Yeah, I saw that tweet previously. The Intel MP does the same thing: Like the AS MP, it doesn't have enough PCIe I/O to support all its PCIe connections at full bandwidth. The difference with the AS MP is that the discrepancy between slots and bandwidth is much larger.
Hector says the M2 Ultra has 32 PCIe lanes:
I'm not sure how many PCIe lanes the M2 Ultra's ports take up. If it's as follows, and if no PCIe lanes are needed for storage...
6 TB4 ports x 4 lanes/port = 24 lanes
10 Gbs Ethernet = 1 lane
HDMI 2.1 = 3 lanes?
UHS-II SXDC + headphone + 2 x 5 Gbs USB = 1 lane?
....then the Ultra can only make use of ~ 30 lanes, which would mean that the MP does offer more I/O, but only modestly so. Feel free to update the above with correct lane values if you have them.

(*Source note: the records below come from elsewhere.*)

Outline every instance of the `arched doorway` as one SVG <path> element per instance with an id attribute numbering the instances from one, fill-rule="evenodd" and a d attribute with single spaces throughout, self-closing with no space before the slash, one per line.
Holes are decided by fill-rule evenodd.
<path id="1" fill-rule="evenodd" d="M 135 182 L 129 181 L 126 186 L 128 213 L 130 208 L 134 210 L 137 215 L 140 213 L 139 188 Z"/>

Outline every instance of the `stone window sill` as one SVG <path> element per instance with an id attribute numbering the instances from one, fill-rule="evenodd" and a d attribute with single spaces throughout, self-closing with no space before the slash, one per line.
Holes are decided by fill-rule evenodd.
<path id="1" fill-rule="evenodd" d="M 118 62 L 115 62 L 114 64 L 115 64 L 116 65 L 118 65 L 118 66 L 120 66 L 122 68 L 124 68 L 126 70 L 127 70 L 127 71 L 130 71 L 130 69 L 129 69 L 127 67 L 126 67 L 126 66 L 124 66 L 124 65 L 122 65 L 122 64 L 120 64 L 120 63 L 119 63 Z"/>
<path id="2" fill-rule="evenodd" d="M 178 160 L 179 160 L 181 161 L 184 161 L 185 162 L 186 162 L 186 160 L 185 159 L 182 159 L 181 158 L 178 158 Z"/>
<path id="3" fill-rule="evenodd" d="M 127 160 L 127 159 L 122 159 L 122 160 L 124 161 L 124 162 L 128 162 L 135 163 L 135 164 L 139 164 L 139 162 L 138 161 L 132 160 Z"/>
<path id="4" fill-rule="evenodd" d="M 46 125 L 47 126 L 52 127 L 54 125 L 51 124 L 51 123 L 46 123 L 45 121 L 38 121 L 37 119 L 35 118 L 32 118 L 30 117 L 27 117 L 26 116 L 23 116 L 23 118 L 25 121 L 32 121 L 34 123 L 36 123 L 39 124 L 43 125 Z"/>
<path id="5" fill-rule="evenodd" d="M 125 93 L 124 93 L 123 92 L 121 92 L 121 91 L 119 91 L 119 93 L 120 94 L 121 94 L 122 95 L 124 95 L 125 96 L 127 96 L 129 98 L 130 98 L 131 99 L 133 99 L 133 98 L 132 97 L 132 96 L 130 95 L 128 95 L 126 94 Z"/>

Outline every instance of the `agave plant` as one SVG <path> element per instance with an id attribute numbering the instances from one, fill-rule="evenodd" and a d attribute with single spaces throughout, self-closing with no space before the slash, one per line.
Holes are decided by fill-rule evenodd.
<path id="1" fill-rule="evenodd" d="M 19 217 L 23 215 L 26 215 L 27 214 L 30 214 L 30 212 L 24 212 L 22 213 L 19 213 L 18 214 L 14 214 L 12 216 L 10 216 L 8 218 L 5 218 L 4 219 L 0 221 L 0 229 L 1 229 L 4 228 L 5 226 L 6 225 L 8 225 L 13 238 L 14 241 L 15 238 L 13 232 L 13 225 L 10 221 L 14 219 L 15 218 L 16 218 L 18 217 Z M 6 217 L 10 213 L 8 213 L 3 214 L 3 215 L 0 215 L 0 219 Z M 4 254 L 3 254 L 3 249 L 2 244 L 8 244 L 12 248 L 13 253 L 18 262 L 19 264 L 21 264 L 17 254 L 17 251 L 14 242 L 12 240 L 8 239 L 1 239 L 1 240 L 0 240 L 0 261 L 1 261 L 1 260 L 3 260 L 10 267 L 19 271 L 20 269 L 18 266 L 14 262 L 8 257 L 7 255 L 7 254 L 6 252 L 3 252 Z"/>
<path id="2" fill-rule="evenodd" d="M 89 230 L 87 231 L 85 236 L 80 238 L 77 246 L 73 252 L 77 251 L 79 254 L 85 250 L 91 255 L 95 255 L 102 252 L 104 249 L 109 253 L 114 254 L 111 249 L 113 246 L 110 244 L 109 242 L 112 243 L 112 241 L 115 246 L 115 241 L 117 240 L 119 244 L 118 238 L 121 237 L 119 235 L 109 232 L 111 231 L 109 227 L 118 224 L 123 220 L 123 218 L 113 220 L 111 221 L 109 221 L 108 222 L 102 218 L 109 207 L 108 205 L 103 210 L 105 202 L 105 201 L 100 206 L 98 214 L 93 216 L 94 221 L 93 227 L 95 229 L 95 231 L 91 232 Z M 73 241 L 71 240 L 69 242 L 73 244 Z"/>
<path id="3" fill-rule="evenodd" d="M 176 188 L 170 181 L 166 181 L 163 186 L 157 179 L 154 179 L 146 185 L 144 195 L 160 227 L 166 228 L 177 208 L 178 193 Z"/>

It seems the real value of the MP is (a) the general ability to install PCIe cards without needing a separate box; and (b) the specific ability to aggregate I/O into a single fast connection. E.g., you could use up half of your PCIe lanes (16/32) on one of these, which would provide a (claimed) 208 Gbps data transfer rate, equivalent to more than 5 TB4 connections:
[If the claim is true, than that would provide a significant boost in I/O over the Ultra, since it would take 20 PCIe lanes to support 5 TB4 connections at full bandwidth; it sounds like when you have 4 PCIe lanes/TB4 port, some of the PCIe bandwidth goes unused. By aggregating those into a single higher-banwidth connection, you avoid that loss.]